KALAMANTHANA, Palangka Raya – Komisi Informasi Provinsi Kalimantan Tengah menggelar tahapan Monitoring dan Evaluasi (Monev) Keterbukaan Informasi Publik Tahun 2025 di Aula Kanderang Tingang, Diskominfosantik Provinsi Kalteng, Rabu (15/10/2025). Kegiatan ini menjadi ajang penilaian strategi, inovasi, dan komitmen Badan Publik dalam menyediakan informasi yang transparan dan mendorong digitalisasi layanan publik. Salah satu pemapar utama, Kepala Dinas P3APPKB Provinsi Kalteng, Linae Victoria Aden, menegaskan pentingnya peran Pejabat Pengelola Informasi dan Dokumentasi (PPID) sebagai jembatan transformasi menuju tata kelola pemerintahan yang adaptif dan akuntabel. “Melalui keterbukaan informasi publik, kami berupaya membangun budaya kerja yang transparan dan kolaboratif. Digitalisasi layanan menjadi kunci agar masyarakat dapat mengakses informasi secara cepat, mudah, dan terpercaya,” ujarnya.

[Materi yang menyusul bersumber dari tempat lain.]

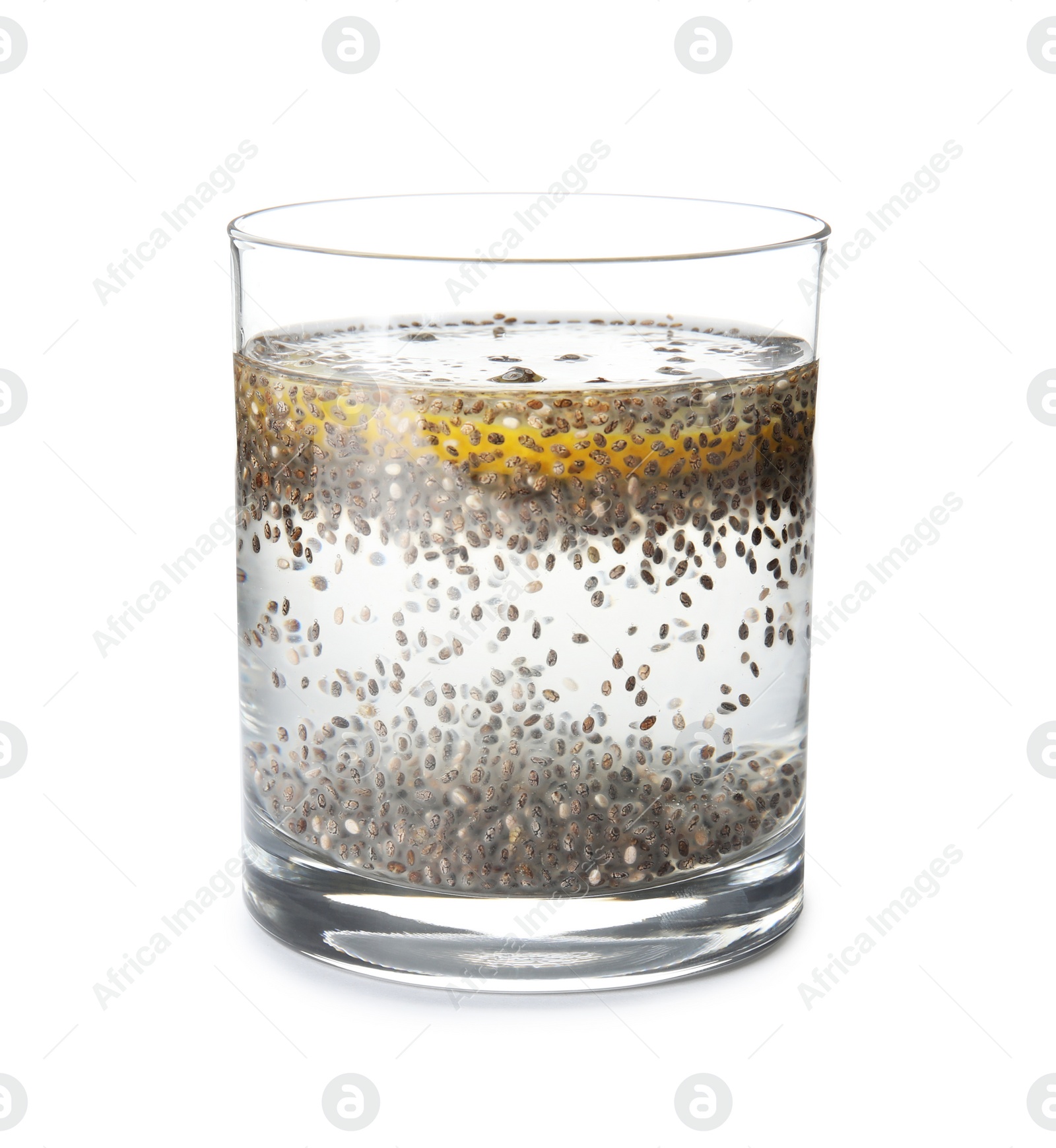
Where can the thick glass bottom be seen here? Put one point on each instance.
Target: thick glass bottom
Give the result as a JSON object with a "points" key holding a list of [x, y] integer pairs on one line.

Dinas P3APPKB terus memperkuat digitalisasi layanan publik melalui berbagai inovasi, seperti:
  • Portal Layanan PPID untuk akses informasi resmi
  • SIAP BASANAN, sistem informasi pelayanan berbasis gender
  • LaPAK, layanan bagi perempuan dan anak korban kekerasan
  • PUSPAGA Digital, platform edukasi dan konsultasi keluarga secara daring
Selain itu, DP3APPKB mendorong literasi digital melalui konten edukatif berbasis infografis dan video, penyediaan data berkala yang mudah diakses, serta kolaborasi lintas sektor. Inisiatif ini mendukung implementasi Sistem Pemerintahan Berbasis Elektronik (SPBE) dan pelayanan publik yang inklusif. Kegiatan Monev ditutup dengan sesi tanya jawab dan diskusi interaktif, menjadi ruang strategis untuk memperkuat sinergi antarinstansi dan menegaskan komitmen bersama dalam mewujudkan pelayanan publik yang transparan, akuntabel, dan responsif di Kalimantan Tengah. (Sly).